Играет оркестр – небольшой, – и тебя – что-то вроде лифта – опускают прямо в печку. Это, конечно, к делу не относится, но там был один смешной человек – распорядитель, инженер – заведующий, что ли, адом – в общем, Мефистофель. Совершенно пьяный – очевидно, по роду профессии – иного выхода у него не было, но он, будучи физически очень здоровым человеком, очень – ну, внешне хотя бы – чудесно держался на ногах, разговаривал, отдавал свои мефистофельские распоряжения, и вообще был молодцом. Так вот он мне сказал, глядя на меня внимательно, поскольку вид у меня был сокрушающе невеселый, так вот, мне сказал: две минуты. Что? Я спросил – да и кто вы? Две минуты – повторил он – ровно. А ему – он показал на проходящего с похорон тучного заплаканного человека – минут шесть. Тут я понял. А вам? – спросил я – вам-то сколько? Робинзона Крузо читали? – спросил он. Нет, обознался. Прямо выпадение памяти – Пятнадцатилетний капитан – но того же автора. Да нет, говорю я, это разные авторы, по-моему, хотя. Тут я выругался, условно говоря, но Мефистофель, ничуть не обидевшись, сказал – так вот, в этой замечательной книге вождь – забыл как зовут, ну, африканский вождь, сообщник Негоро – пирата – знаете? – так вот, этот африканский алкоголик до того допился – они там по ходу действия пьют горячий спирт, джин – понятия не имею – но – хотел бы узнать, что они там, эти сволочи, пили, сжигая пятнадцатилетнего капитана – я сам, кстати, капитан, в прошлом, – так вот, этот вождь сгорел мгновенно. Просто как бы испарился. Того и вам желаю, сказал я. Так и получится, согласился он. К тому себя готовлю. До свидания, сказал я, ну, это уж точно, сказал он, увидимся. – В кремлевскую стену вас же наверняка не положат? – Тут я опять выругался, а он опять не обиделся, славный человек.

Аня, прости меня, прости, ради бога, хотя ты уже на небесах и бога, наверно, нет, но кто-то там есть, хотя – никого и ничего нет. Аня, милая, прости, ты помирала – я не пришел, а мог бы. Видел я, как помирают. Как не хотят умирать. Изуродованное уремией лицо, тело, перевоз – в беспамятстве – а часто – в полной памяти и рассудке и в ужасе – в изолятор, чтоб другие не мучились, а ты уж.
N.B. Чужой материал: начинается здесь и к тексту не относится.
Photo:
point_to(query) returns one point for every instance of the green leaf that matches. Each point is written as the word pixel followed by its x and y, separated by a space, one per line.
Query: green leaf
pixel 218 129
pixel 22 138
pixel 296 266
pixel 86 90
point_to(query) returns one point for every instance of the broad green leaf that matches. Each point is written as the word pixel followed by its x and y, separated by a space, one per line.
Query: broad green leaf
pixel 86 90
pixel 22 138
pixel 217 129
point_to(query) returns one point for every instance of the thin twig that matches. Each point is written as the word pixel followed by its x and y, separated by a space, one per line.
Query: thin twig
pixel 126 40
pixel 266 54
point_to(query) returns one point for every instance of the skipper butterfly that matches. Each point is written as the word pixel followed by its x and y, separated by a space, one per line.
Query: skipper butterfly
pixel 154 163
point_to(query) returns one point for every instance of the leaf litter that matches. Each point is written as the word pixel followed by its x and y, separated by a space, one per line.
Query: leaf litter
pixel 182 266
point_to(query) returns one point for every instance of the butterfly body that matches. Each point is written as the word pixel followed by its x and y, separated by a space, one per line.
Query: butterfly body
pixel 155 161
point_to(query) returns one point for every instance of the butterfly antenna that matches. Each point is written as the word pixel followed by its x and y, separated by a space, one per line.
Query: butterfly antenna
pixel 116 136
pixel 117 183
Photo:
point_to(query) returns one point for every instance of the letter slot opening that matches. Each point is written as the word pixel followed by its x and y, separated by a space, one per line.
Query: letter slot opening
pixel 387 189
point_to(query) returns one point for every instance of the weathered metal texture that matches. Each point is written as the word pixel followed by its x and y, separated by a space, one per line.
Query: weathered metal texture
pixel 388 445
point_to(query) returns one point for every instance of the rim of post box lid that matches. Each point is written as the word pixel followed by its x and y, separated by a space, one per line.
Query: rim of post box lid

Аня, прости меня, за то, что я не дал тебе ключ от своей палаты, где я лежал один, а мог и в город по необходимости уходить – не дал, потому, что знал, что тебя выгонят отсюда за нарушения – господи! – Какие уж там нарушения! – А ты просила – ключ, на одну ночь, – если вас не будет – здесь парень лежит, он не больной, он из богатых, у него родители, родственники сюда его положили, чтоб от армии отсрочку получить, он красивый – а негде, понимаете, палат-то одиночных нет почти. Летом еще ничего – у нас парк огромный, а зимой я же не могу на камнях спиной лежать – тут только одно место есть – в коридоре, у клуба, но ведь зима, не могу, а он сам пристает еще – представляете? – представляю, милая, представляю. Аня, прости. Ключа не дал – думал, выгонят тебя отсюда, а обратно сюда попасть сложно – очередь со всей страны – а кому ты уже такая здесь нужна? – не для науки, не для диссертаций – все на тебе уже испробовали, испытали, а теперь – помирать, а может, думал я, вырвется, выберется – по юности своей, по этой челочке наискосок, по глаз синеве, потому что жить хочется, раз ключ просит.